Alors que la production charbonnière du Nord de la France devient de moins en moins rentable (Selon les archives de Charbonnages de France, le rendement moyen par poste et par jour est dans le Nord-Pas-de-Calais en 1959 de 1,5 t de charbon/jour à comparer aux 2,4 t/jour en Lorraine où les veines de charbon sont plus épaisses et larges14), les houillères cherchent constamment à réduire leur déficit, notamment en cédant à la collectivité une part croissante du patrimoine et des charges non-productives dont elles ont hérité durant les trente-glorieuses. C'est le cas de leur important patrimoine ferroviaire (cavaliers miniers) et routier (voiries et réseaux associées) qui commençait à se dégrader notamment en raison des affaissements miniers. À partir des années 1970, elles le transfèrent aux collectivités16. Elles cèdent leurs écoles techniques aux collectivités et leurs êglises aux associations diocésaines. Elles cèdent aussi leurs équipements sportifs aux collectivités locales ainsi que certains services que les houillères assuraient antérieurement (service de l'eau, des égouts, de l'éclairage, du ramassage des ordures ménagères en particulier)16. Les houillères possédaient aussi un important patrimoine de centrales thermiques produisent de l'électricité (milliers de Mégawatts).
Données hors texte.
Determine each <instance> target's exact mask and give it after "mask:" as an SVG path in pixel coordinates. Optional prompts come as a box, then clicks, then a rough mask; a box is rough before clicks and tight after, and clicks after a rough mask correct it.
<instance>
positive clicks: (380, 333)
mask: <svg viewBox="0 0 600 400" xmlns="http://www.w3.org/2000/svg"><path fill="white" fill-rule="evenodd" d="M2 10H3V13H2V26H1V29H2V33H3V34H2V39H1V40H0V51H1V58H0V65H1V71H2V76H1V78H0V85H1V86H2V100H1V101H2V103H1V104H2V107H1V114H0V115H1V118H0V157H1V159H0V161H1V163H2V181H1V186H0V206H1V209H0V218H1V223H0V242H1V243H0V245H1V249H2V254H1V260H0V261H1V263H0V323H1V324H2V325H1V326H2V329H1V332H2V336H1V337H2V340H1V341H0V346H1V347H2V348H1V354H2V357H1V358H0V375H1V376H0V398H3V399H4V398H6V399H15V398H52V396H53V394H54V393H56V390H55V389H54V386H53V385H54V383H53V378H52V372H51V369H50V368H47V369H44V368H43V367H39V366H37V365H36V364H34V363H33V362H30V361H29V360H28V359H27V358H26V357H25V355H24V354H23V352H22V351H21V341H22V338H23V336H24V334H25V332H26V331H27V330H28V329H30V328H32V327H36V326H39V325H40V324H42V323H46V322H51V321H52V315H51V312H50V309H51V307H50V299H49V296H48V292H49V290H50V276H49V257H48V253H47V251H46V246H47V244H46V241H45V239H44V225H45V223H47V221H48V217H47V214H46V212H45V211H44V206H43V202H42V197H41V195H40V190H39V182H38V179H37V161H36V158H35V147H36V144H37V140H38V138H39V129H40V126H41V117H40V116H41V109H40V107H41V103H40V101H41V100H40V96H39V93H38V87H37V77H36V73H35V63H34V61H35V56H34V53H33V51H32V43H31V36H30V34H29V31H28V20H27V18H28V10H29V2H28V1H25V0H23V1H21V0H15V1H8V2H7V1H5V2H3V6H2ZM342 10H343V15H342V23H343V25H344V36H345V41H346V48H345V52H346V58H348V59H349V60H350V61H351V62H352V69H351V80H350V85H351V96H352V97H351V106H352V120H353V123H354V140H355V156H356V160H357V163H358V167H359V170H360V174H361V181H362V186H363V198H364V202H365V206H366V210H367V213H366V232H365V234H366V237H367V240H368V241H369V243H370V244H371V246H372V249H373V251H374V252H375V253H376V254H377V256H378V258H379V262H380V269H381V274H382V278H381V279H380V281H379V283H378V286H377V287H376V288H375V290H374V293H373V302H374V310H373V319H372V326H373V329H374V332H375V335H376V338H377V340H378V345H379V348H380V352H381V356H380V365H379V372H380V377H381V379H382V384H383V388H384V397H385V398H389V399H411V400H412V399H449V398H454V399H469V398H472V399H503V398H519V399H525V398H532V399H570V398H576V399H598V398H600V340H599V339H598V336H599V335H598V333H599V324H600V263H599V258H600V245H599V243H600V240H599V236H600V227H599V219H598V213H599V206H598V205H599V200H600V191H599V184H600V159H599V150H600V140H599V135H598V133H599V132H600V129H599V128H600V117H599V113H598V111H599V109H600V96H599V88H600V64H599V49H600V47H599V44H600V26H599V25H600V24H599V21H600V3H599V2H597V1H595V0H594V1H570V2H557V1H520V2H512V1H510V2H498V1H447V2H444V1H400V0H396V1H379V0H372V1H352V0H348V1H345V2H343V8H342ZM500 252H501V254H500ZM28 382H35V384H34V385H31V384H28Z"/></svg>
Ces centrales au charbon étaient très polluantes ; certains comme celle de Thiers étaient conçues pour brûler le très mauvais charbon invendable, produisant plus de 60 % de cendres, stockées en énorme crassiers). Les HBNPC ont produit de moins en moins d'électricité pour leurs propres besoins (31,9 % en 1967, et seulement 12,3 % en 1976) mais en basculant une partie de la production non utilisée vers EDF (jusqu'à leur déclassement puis démantèlement entre les années 1970 et la fin du siècle). Certaines de ces centrales serviront de centrales de secours, de réserve froide (centrale pouvant être remises en route en 3 mois) en cas de pénurie d'autres sources de production, EDF offrant pour leur entretient une prime conséquente17 (la centrale d'Hornaing, plus moderne, mise en service dans les années 1970) a été conservée plus longtemps18).

Les HBNPC s'associent à Gaz de France pour créer un GIE dénommé Méthamine chargé d'extraire, traiter et vendre le gaz de mine qui va continuer à dégazer des anciennes galeries des terrains houillers de la région de Lens-Liévin19. Méthamine deviendra ensuite Gazonor lors d'un processus de privatisation.